The school phoned me today and said, “Your son’s been telling lies.”
I replied, “Well, tell him he’s bloody good – I ain’t got any kids!”
[first day in the Mafia]
Me: I’ve taken care of your wife as you asked
Boss: great, where is she? Did she have a nice time?
Me: oh no
So how long do I have to microwave this spider before I let it bite me?
Relationship Status:
Got put in the friend zone by a succubus playing around on a Ouija board.
I can’t even get lucky in the spirit world.
[ first date ]
her: i like a man who plans financially for the future
me: i swallowed $9.13 this morning that i won’t be able to spend until later
You can’t see me anymore because of Ebola??!
Is she prettier than me?
She sounds hideous!
Well, I hope you’re happy together.*END CALL*
Stereotypes are like mass graves. They’re both offensive ways to lump groups of people together
yeah I’m excited for Dune 2
dune 2 others as you would have them dune 2 you
She told me she’d do anything for 20 bucks. Guess who just got his Mustang washed.
2008: Busy, trying to balance work and home life.

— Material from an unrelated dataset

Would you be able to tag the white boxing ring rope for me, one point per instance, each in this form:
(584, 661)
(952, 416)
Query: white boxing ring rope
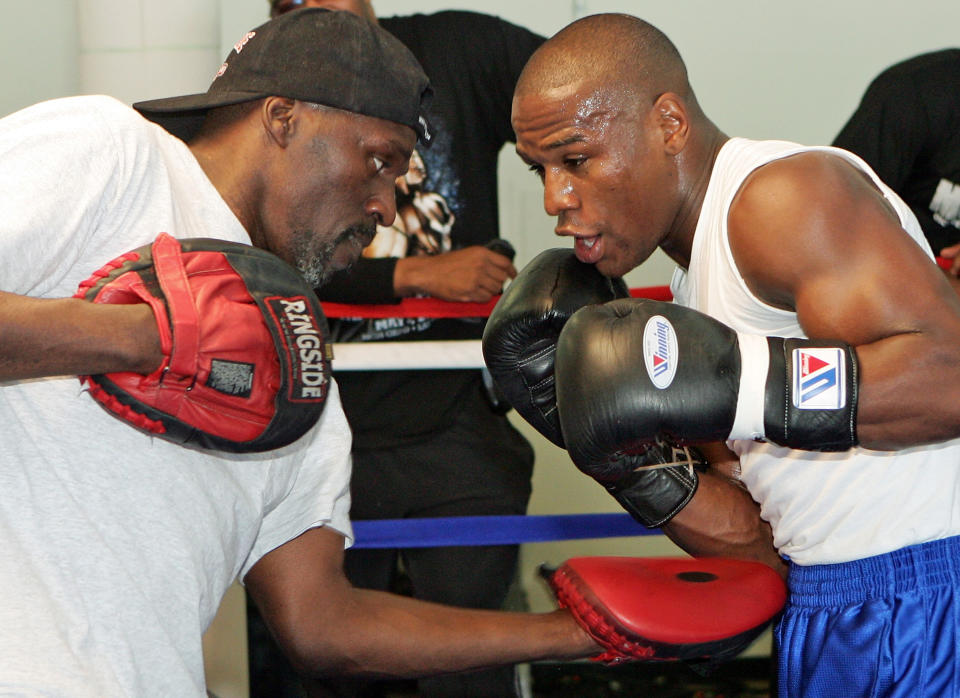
(393, 356)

2018: Busy watching a video of a lemon rolling down the street.
I’ve started insulting people exclusively with bird names, if you don’t like it then cope you red breasted nuthatch
cop: you’re free to go
me: but
cop: go on now
me: please
cop: I SAID GET OUTTA HERE
me: *runs into the forest*
cop: :'(
My husband still waves to policemen like a 5 year old.

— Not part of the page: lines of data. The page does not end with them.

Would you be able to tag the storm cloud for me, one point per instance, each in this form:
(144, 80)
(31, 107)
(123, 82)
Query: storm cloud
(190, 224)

My son’s girlfriend always peels out of the driveway like a car chase from the Rockford Files.
I admire her spirit, but I have to live with my neighbors.
Naming my daughter “A Relationship” so I don’t have to worry about punks wanting to be in her.
Charlie Brown can only afford the one outfit because he works for peanuts.
Her: I could tell you, but I’d have to kill you
*she stabs me
Me:..but…you…didn’t…tell…me
She: Yes I did. You never listen.
[texting]
her: 🍆+🍑
me: *shows up with eggplant parmesan and peach pie*
her: YES!!!!
It’s hard to take no prisoners in a war against puppies.